Différents tests sur le marché

Pour le moment, seul le test moléculaire par “PCR” est réalisé au Liban. Basé sur la détection du code génétique du coronavirus, il révèle si un malade est infecté par le virus au moment où il est effectué. Un échantillon de mucus, le plus souvent à l’arrière du nez, est prélevé et analysé en laboratoire. Si le virus est présent, le test est positif. Même s’il existe des “faux négatifs”, ce test est assez fiable. Il faut 24 heures en moyenne au Liban pour connaître le résultat. Gratuit dans les hôpitaux gouvernementaux (il coûte environ 40 dollars l’unité au ministère de la Santé), il est payant dans les laboratoires privés, son prix étant fixé à 150 000 livres libanaises.

Le test sérologique, lui, détecte les anticorps produits par une personne qui a déjà été infectée.
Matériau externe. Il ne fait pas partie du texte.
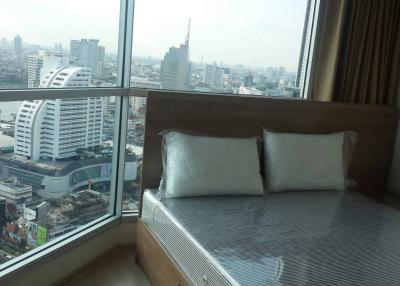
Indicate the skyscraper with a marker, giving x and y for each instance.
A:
(39, 65)
(55, 129)
(101, 55)
(18, 45)
(213, 76)
(85, 53)
(175, 70)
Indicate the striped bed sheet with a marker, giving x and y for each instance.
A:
(290, 238)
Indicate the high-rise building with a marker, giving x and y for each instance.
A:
(58, 47)
(39, 65)
(18, 45)
(213, 76)
(55, 129)
(15, 192)
(248, 80)
(101, 56)
(85, 52)
(175, 69)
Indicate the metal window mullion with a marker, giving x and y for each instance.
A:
(316, 15)
(124, 60)
(32, 94)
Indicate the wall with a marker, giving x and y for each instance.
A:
(56, 267)
(394, 178)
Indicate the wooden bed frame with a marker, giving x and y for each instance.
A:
(239, 116)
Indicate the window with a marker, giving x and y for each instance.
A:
(62, 38)
(59, 183)
(239, 47)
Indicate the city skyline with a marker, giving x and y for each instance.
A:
(243, 37)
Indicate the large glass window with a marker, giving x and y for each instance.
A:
(55, 169)
(240, 47)
(39, 36)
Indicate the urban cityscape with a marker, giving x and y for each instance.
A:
(56, 155)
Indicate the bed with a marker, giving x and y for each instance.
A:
(292, 238)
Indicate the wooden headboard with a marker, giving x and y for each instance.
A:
(240, 116)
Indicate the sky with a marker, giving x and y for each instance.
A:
(252, 33)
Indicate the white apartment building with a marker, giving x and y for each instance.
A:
(39, 65)
(85, 53)
(15, 192)
(55, 129)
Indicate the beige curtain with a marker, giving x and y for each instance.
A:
(360, 61)
(326, 49)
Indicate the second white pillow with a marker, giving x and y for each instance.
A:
(303, 161)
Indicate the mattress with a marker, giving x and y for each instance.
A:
(291, 238)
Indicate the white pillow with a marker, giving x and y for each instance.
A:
(304, 161)
(199, 166)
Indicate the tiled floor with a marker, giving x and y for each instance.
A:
(117, 268)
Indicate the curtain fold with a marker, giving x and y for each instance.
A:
(326, 49)
(367, 65)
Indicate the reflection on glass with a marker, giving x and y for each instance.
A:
(55, 166)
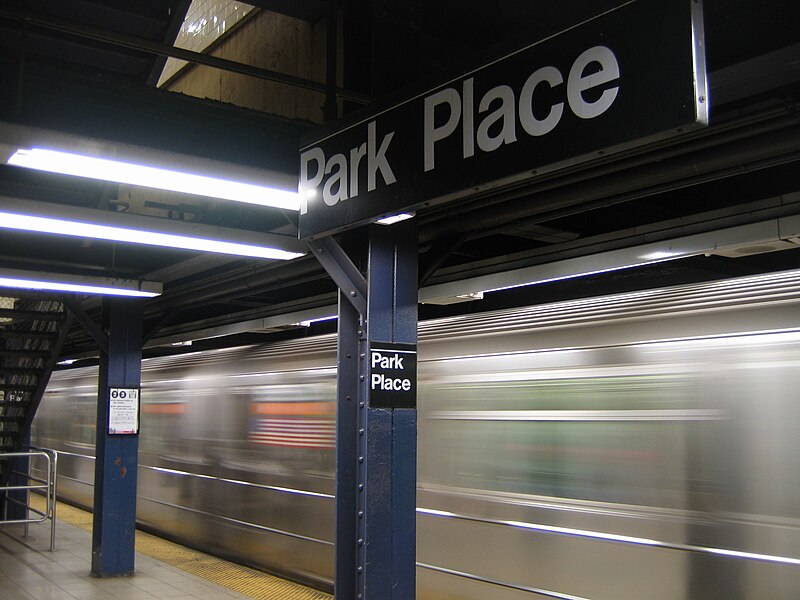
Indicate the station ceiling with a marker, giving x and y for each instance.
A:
(88, 68)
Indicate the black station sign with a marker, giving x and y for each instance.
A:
(392, 375)
(628, 76)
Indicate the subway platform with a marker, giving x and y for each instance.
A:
(164, 570)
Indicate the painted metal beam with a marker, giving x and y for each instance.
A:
(114, 520)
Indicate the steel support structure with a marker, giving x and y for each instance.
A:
(114, 521)
(376, 448)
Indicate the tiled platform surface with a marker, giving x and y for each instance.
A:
(28, 571)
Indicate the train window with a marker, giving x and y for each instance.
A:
(612, 439)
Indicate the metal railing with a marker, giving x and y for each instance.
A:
(45, 486)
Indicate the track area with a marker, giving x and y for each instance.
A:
(250, 582)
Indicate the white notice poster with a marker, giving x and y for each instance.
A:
(123, 411)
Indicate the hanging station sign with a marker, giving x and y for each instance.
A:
(629, 76)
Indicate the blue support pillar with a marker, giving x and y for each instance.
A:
(117, 460)
(386, 564)
(347, 444)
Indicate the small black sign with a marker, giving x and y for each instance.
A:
(392, 372)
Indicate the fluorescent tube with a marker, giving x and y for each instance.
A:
(80, 165)
(77, 228)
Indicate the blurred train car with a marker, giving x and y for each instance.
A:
(644, 445)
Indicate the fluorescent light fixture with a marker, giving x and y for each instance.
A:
(59, 282)
(395, 219)
(138, 229)
(317, 320)
(81, 165)
(135, 236)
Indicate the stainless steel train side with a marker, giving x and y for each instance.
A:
(644, 445)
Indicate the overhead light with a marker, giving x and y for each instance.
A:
(59, 282)
(395, 219)
(137, 229)
(660, 255)
(82, 165)
(317, 320)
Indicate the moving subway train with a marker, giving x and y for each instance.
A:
(643, 445)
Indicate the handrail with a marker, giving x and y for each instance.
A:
(48, 485)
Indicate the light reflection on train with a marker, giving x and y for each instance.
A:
(635, 446)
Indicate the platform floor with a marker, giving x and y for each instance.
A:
(164, 571)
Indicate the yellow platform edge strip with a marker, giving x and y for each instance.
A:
(247, 581)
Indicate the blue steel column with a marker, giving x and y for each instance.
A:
(388, 450)
(114, 522)
(348, 395)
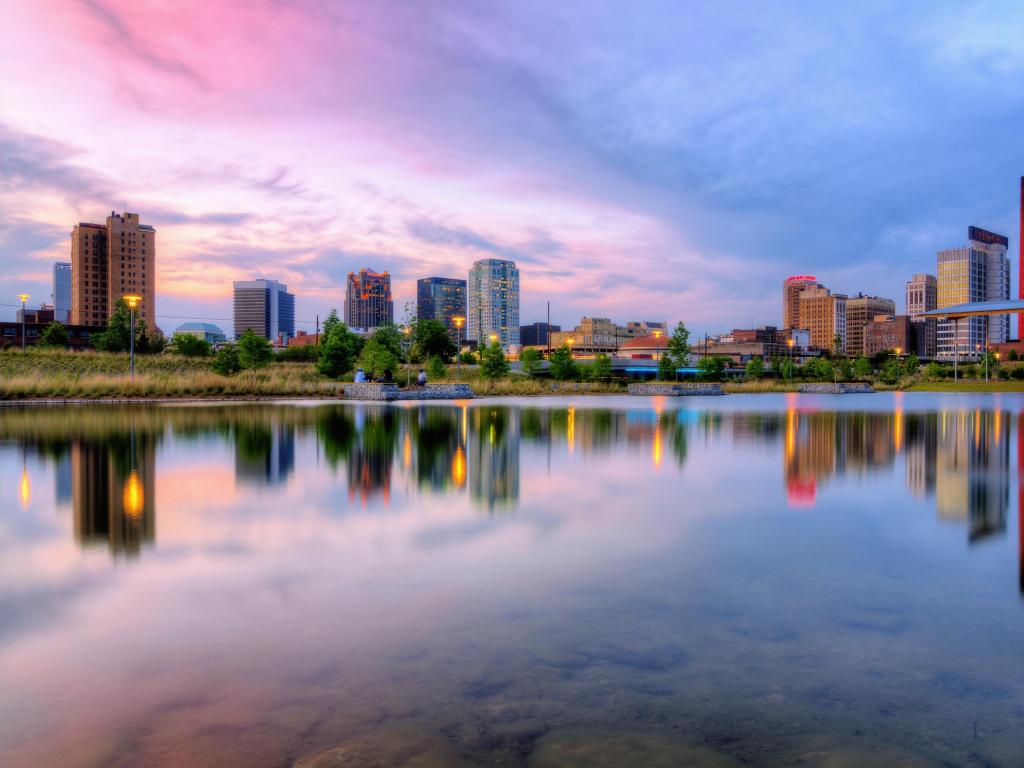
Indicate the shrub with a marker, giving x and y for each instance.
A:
(226, 363)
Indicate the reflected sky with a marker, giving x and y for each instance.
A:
(771, 579)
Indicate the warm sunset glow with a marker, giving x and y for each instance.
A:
(133, 496)
(459, 467)
(25, 489)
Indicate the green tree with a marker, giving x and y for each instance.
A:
(667, 367)
(377, 358)
(432, 339)
(529, 359)
(254, 351)
(493, 361)
(54, 335)
(190, 345)
(711, 368)
(226, 363)
(338, 349)
(679, 345)
(601, 370)
(561, 365)
(755, 369)
(435, 368)
(862, 368)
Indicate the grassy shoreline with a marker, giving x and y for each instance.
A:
(56, 376)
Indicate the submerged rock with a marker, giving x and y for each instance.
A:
(389, 748)
(598, 747)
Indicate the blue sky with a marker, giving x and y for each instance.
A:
(646, 160)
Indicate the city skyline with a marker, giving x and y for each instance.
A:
(705, 165)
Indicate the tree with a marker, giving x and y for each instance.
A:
(679, 345)
(338, 349)
(54, 335)
(561, 365)
(226, 361)
(530, 361)
(755, 369)
(601, 370)
(433, 340)
(254, 351)
(667, 367)
(377, 359)
(391, 339)
(190, 345)
(435, 368)
(711, 368)
(493, 361)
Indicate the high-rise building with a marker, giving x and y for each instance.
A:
(860, 310)
(61, 291)
(109, 261)
(368, 299)
(977, 271)
(441, 299)
(494, 302)
(922, 294)
(823, 314)
(265, 307)
(537, 334)
(792, 288)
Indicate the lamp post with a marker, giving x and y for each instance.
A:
(132, 301)
(458, 320)
(407, 346)
(24, 297)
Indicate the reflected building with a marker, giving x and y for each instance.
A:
(973, 471)
(112, 488)
(494, 457)
(264, 453)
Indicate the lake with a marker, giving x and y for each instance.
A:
(750, 580)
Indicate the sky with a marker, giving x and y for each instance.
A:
(638, 160)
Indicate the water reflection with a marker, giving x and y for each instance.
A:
(495, 570)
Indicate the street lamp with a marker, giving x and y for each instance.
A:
(132, 301)
(458, 320)
(24, 297)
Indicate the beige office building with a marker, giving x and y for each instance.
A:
(792, 288)
(823, 314)
(110, 261)
(860, 310)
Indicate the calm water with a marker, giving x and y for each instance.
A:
(745, 580)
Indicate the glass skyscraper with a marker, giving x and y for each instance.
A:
(494, 302)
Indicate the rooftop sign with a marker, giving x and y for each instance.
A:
(983, 236)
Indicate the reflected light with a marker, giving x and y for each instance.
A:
(25, 488)
(133, 496)
(459, 467)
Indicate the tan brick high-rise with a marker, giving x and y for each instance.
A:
(111, 261)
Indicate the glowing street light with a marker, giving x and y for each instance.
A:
(132, 301)
(24, 297)
(458, 320)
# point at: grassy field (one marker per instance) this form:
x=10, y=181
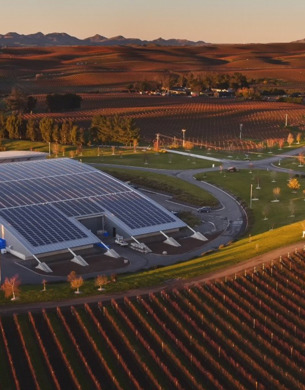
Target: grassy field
x=181, y=191
x=225, y=257
x=292, y=163
x=267, y=213
x=244, y=156
x=147, y=159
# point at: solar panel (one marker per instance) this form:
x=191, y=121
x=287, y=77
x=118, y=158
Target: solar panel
x=79, y=207
x=42, y=225
x=134, y=210
x=41, y=168
x=39, y=199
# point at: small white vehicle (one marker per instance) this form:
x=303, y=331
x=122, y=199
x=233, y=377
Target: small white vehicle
x=120, y=241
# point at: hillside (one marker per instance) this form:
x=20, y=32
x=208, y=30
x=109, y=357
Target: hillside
x=87, y=68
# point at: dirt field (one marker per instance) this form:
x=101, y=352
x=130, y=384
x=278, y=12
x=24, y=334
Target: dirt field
x=101, y=68
x=207, y=120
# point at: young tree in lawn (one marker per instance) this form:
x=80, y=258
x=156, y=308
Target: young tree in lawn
x=11, y=287
x=290, y=139
x=301, y=159
x=46, y=129
x=276, y=193
x=56, y=133
x=291, y=208
x=44, y=283
x=2, y=125
x=75, y=281
x=31, y=130
x=265, y=212
x=293, y=184
x=100, y=281
x=281, y=143
x=16, y=101
x=76, y=284
x=273, y=176
x=113, y=278
x=15, y=126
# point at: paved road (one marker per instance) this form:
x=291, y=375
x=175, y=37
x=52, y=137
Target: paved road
x=231, y=215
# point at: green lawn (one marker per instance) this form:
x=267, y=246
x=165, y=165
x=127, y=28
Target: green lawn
x=229, y=255
x=267, y=214
x=291, y=163
x=251, y=155
x=148, y=159
x=181, y=191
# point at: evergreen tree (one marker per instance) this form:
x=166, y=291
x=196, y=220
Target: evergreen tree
x=15, y=126
x=31, y=130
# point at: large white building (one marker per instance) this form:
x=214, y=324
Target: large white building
x=48, y=206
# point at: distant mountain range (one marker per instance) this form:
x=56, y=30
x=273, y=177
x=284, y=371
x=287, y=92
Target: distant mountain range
x=63, y=39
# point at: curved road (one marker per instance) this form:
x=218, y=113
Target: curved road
x=231, y=212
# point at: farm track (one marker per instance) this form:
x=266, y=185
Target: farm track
x=215, y=122
x=241, y=331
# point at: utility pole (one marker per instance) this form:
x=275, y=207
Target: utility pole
x=251, y=194
x=183, y=137
x=240, y=130
x=157, y=142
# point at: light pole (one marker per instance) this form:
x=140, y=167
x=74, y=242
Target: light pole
x=183, y=137
x=240, y=130
x=251, y=193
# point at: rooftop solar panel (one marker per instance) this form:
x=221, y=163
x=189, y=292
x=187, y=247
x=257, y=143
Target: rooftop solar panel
x=42, y=225
x=134, y=210
x=79, y=207
x=39, y=200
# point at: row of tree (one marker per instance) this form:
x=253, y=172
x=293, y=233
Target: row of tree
x=196, y=82
x=103, y=129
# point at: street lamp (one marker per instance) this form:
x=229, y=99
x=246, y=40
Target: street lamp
x=183, y=137
x=251, y=194
x=240, y=130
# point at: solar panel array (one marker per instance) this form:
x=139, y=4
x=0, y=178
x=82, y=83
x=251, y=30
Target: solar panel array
x=41, y=224
x=134, y=210
x=79, y=207
x=39, y=199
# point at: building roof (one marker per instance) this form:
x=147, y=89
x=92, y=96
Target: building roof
x=42, y=201
x=15, y=155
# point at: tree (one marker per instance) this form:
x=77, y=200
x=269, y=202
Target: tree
x=291, y=208
x=293, y=184
x=56, y=133
x=281, y=143
x=46, y=129
x=16, y=101
x=15, y=126
x=100, y=281
x=75, y=281
x=2, y=125
x=301, y=159
x=290, y=139
x=276, y=193
x=44, y=283
x=11, y=287
x=30, y=103
x=76, y=284
x=31, y=130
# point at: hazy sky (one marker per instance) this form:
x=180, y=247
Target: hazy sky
x=225, y=21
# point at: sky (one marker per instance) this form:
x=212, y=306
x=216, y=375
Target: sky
x=214, y=21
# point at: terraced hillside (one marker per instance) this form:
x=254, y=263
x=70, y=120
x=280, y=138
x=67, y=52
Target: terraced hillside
x=244, y=332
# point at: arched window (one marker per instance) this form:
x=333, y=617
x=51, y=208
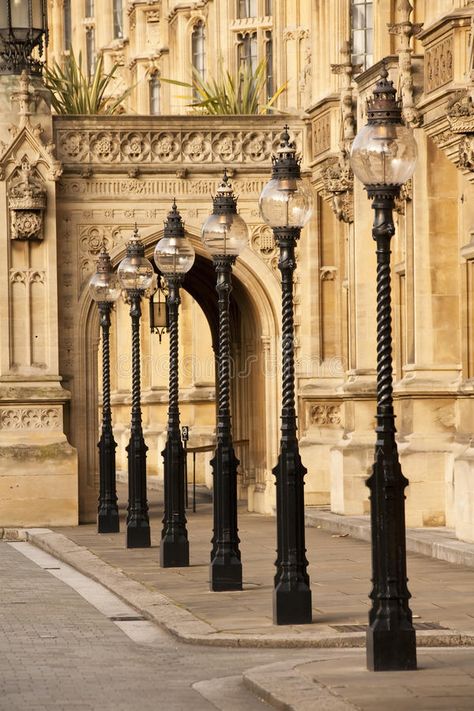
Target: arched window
x=154, y=94
x=67, y=26
x=362, y=32
x=90, y=51
x=118, y=19
x=198, y=48
x=248, y=51
x=269, y=63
Cette méthode, qui nécessite une prise de sang, permettrait d’identifier les individus ayant contracté la maladie, même s’ils n’ont pas développé de symptômes, et qui pourraient donc être immunisés. Une centaine de laboratoires dans le monde travaillent à la validation de ces tests, mais les résultats ne sont pas encore jugés assez fiables. Au Liban, ce test n’est pas encore reconnu. « L’interprétation de ces résultats peut s’avérer problématique et génératrice d’un grand nombre de faux positifs ou de faux négatifs », explique Inaya Ezzedine.

De nombreux pays sont en train de développer aussi des tests sérologiques rapides, qui permettraient d’obtenir un verdict en quelques minutes grâce à une gouttelette de sang déposée sur une bandelette d’analyse. Aux États-Unis, ou le groupe abbot voudrait en mettre rapidement sur le marché, la Food and Drug Administration ne les autorise qu’à titre “exceptionnel”. S’ils se généralisent, ces tests seraient destinés dans un premier temps au personnel soignant et aux personnes a risques.